Forget last winter, cold, snowy winter forecasted for region
The southwestern Pennsylvania region had a small taste of winter over the weekend with snow flurries and seasonably chilly winds with the mountain accumulating about an inch of snow.
But according to a local weather enthusiast, the snow came during what was forecast to be a warm and mild November, and will return, with frigid temperatures, in the new year.
“There was a general consensus with long-range forecasts that November would be mild, while December would be a transitional month,” said Jack Hughes. “January and February would likely be cold and snowy.”
Known by many for years as the “mountain weather observer,” Hughes noted that there’s a chance that a cooling pattern known as La Niña will play a role in this year’s winter weather.
According to forecasters at the National Oceanic and Atmospheric Administration’s Climate Prediction Center, La Nina will make an appearance this year, developing in late fall or early December.
“La Nina favors drier, warmer winters in the southern U.S. and wetter, cooler conditions in the northern U.S.,” according to the prediction center. “If La Niña conditions materialize, forecasters say it should be weak and potentially short-lived.”
For more than a year, the “male” weather pattern counterpart, El Niño, brought warmer than average temperatures and wreaked havoc on many forecasts, including the age-old prognostication from the Farmer’s Almanac.

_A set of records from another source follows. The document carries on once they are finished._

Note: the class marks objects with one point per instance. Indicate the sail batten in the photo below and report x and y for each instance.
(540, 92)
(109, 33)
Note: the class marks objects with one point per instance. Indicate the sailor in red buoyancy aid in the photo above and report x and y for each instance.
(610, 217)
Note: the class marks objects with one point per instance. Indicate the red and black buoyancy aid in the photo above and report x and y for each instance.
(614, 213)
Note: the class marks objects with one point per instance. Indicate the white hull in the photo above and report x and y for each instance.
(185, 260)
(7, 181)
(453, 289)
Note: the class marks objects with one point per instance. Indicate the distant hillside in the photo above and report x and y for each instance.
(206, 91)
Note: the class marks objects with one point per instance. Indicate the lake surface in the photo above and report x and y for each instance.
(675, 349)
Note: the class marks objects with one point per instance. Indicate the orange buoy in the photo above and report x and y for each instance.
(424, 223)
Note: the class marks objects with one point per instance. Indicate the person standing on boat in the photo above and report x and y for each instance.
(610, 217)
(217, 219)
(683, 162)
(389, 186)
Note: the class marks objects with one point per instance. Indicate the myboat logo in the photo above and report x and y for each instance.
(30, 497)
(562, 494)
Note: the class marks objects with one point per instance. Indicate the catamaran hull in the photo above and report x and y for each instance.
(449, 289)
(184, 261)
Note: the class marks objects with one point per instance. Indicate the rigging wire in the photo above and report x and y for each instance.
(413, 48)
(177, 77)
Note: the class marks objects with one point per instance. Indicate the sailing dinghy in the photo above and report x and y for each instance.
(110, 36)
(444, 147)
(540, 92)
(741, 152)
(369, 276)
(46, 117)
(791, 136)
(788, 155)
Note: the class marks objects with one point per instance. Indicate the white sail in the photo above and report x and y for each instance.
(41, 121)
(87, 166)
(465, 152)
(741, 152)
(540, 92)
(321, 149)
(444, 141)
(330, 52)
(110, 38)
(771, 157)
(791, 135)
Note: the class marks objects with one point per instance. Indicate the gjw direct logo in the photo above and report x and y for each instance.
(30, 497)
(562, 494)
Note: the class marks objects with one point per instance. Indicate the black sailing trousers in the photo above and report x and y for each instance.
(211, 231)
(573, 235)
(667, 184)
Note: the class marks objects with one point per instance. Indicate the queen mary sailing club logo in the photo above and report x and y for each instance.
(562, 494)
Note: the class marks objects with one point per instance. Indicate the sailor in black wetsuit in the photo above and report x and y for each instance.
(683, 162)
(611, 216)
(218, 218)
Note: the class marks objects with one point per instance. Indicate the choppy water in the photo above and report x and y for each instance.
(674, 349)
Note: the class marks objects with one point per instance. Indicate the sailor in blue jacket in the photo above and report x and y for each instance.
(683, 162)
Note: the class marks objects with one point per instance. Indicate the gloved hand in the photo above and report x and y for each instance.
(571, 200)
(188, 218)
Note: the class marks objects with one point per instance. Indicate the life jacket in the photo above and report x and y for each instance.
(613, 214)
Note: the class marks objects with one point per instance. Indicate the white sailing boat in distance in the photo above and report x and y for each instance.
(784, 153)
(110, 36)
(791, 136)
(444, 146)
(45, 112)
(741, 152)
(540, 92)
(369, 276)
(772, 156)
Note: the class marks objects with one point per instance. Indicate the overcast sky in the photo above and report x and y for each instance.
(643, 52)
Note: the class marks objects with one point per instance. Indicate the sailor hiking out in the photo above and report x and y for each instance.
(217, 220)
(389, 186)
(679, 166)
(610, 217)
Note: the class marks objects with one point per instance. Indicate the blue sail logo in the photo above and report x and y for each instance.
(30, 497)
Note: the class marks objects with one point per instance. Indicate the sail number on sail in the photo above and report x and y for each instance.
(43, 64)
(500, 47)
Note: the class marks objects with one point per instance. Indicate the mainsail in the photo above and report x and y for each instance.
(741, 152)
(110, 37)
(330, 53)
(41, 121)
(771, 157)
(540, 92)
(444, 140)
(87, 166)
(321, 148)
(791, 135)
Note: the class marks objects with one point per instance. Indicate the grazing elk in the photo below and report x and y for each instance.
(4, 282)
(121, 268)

“As we suggested in 2015, an El Niño could, and did, throw a monkey-wrench in our forecast,” said Caleb Weatherbee in the 2017 edition of the Farmer’s Almanac. The late January 2016 snowstorm, for instance, was forecast as a “coast-hugging storm that would bring copious snow changing to rain.”
Due to El Niño’s inevitable pattern shifting, however, the storm did occur, but instead dumped record-setting amounts of snow on the East Coast.
“El Niño is gone, but there is a chance for El Niño’s tempestuous little sister, La Nina, to develop by fall,” Weatherbee said, adding that the cooler sea surface temperatures brought on by La Niña magnifies the usual weather conditions.
Therefore, Hughes said, we should anticipate a blustery January and February.
“We’re not going to have a winter like last year,” Hughes said. “But we’re also not going to return to the polar vortex like we did several years ago with intense and prolonged cold.”
Weatherbee, however, said that regardless of the La Niña weather pattern influence, they are forecasting a “colder-than-normal winter for two-thirds of the nation.”
He said that could mean “exceptionally cold, if not downright frigid weather will predominate over areas” including our region.
Forecasters with the Farmer’s Almanac also call for a frigid February with “ambient air temperatures as low as 40 degrees below zero.”
Mid-February is also being red-flagged for the potential for a small, yet intense storm to develop and deliver significant snowfall, they said.
As for now, Hughes said we’re lucky to have had our mild late-fall weather.
“There have been a lot of sunny days. Many trees, at least in the urban corridor, are still green or exuding tremendous color,” Hughes said. “We have not had a snow yet, even though we’re nearing the end of November.”
According to the National Weather Service’s monthly Pittsburgh summary, the average amount of snowfall in October is .4 inches. Snowfall averages for November are 2.0 inches.